Research group
Staff
Dr. Marcus Oswald
(post-doctoral researcher)
Topic:Specialist for propensity score matching, modelling and solving Mixed-Integer-Programs which arise in bioinformatic problems of the group, especially on networks and machine learning, statistics.
Research project: Developing individual treatment rules for antibiotics therapy for patients hospitalised with moderate community-acquired pneumonia (CAP)

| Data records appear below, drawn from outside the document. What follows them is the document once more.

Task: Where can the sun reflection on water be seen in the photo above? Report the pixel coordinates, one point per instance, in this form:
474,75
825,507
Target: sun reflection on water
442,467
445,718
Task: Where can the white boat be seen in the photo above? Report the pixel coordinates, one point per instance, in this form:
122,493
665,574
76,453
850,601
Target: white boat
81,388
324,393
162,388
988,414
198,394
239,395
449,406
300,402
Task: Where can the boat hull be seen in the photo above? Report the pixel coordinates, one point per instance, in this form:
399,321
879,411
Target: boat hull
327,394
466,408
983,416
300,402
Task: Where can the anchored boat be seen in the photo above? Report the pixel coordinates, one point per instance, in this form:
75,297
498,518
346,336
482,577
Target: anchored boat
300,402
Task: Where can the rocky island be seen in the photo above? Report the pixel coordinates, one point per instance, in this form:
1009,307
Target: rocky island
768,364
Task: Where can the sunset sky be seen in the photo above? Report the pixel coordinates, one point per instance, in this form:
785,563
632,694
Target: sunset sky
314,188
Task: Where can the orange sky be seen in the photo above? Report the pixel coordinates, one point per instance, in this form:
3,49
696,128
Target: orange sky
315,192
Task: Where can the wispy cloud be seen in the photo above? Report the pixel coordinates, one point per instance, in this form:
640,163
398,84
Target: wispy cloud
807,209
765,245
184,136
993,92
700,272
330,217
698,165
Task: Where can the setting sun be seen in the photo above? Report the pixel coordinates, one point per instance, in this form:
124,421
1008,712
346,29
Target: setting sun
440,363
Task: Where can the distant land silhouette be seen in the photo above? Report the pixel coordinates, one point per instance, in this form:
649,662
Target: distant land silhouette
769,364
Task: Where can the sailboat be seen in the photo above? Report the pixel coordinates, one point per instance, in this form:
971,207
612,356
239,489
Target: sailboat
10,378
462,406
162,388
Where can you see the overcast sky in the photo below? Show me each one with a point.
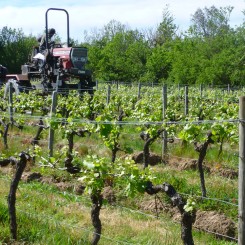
(94, 14)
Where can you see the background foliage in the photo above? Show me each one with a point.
(209, 52)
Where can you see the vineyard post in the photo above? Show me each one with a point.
(108, 94)
(201, 90)
(241, 178)
(186, 101)
(139, 88)
(165, 134)
(51, 130)
(11, 102)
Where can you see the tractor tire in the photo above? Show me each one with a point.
(11, 83)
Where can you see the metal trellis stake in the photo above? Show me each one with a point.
(241, 178)
(51, 130)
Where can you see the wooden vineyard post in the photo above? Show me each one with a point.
(11, 102)
(108, 95)
(186, 101)
(165, 134)
(201, 90)
(241, 177)
(51, 130)
(20, 166)
(139, 88)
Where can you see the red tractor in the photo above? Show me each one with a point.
(60, 68)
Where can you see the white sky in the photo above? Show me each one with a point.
(94, 14)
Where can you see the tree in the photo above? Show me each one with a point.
(15, 48)
(210, 22)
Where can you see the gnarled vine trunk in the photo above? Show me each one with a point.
(95, 216)
(187, 218)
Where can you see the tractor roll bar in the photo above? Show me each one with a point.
(46, 25)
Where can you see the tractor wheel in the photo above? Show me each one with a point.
(11, 84)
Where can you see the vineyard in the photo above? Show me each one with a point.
(130, 164)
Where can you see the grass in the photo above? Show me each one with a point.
(63, 218)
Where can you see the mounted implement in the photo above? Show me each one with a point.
(58, 67)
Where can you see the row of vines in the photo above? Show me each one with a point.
(122, 120)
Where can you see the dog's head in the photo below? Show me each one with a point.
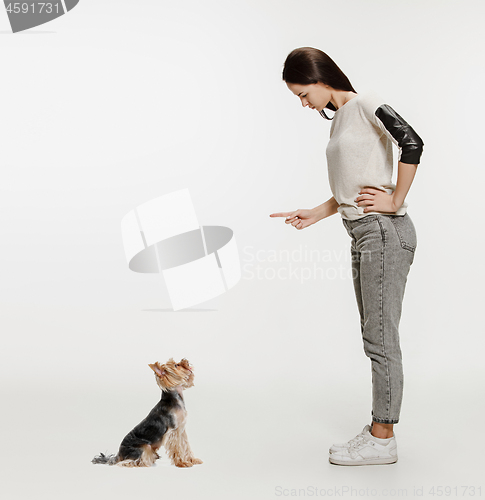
(172, 374)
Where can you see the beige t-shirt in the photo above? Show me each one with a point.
(359, 152)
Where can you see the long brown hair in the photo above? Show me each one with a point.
(307, 65)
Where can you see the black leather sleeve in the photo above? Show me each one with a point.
(404, 135)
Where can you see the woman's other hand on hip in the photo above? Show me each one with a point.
(376, 200)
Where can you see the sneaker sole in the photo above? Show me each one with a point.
(375, 461)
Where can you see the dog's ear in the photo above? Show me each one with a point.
(159, 371)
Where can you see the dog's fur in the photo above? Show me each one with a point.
(164, 425)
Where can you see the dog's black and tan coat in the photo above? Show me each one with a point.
(164, 425)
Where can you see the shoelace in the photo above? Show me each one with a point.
(357, 442)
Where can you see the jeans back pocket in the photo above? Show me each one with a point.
(406, 232)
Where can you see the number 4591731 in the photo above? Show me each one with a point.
(39, 7)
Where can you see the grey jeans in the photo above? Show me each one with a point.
(382, 250)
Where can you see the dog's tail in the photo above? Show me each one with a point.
(105, 459)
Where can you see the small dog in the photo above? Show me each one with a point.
(164, 425)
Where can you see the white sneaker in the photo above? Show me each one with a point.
(340, 446)
(365, 449)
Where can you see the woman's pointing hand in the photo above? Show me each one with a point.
(300, 219)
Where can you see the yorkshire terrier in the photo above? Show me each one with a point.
(164, 425)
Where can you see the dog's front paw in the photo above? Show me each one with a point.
(181, 463)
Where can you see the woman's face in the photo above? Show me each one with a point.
(315, 96)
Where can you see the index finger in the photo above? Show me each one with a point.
(281, 214)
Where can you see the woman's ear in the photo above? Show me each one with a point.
(159, 371)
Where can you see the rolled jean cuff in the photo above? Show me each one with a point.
(384, 420)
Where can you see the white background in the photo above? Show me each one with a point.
(120, 101)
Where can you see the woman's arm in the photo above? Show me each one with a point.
(405, 176)
(306, 217)
(326, 209)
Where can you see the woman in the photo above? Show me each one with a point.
(373, 211)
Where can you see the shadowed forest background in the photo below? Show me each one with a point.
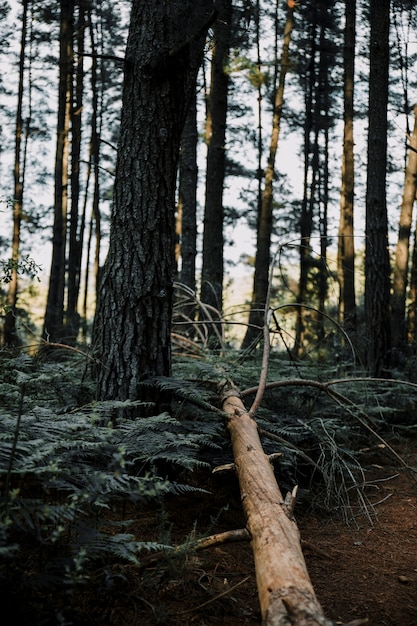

The role of macrolides, β-lactams and fluoroquinolones in CAP is controversially discussed. We aim to find patient characteristics such that patients can be identified benefitting from a specific antibiotic therapy to implement this later into the clinical routine. We apply machine learning/artificial intelligence concepts to data available on admission of hospitalised patients from the observational, prospective, multinational CAPNETZ study to investigate patient variables of all relevant aspects for CAP treatment and management based on appr. 12,000 patients.
Alicia Hiemisch M.Sc.
(doctoral candidate)
Topic: Identifying host factors as drug targets for SARS-CoV-2 from genome-scale knockout and knockdown screens
Research project: SARS-CoV-2 caused a global pandemic in 2020. Patients with COVID-19 can worsen in a short time-lapse and die of multiple organ failure. Influenza causes millions of deaths every year. Instead of focusing solely on antiviral drugs, a promising approach is to repurpose clinically approved drugs that target human proteins. The objective of this project is to utilize omics data from genome-wide knockdown and knockout screens, transcription and proteomics profiles of such virus infected cells, and other relevant data to identify host dependency factors essential for virus entry, replication, and spread within the cell.
Mohadese Naseri M.Sc.
(doctoral candidate)
Topic: Identifying host dependency factors of Influenza A Viruses and SARS-CoV-2 using machine learning.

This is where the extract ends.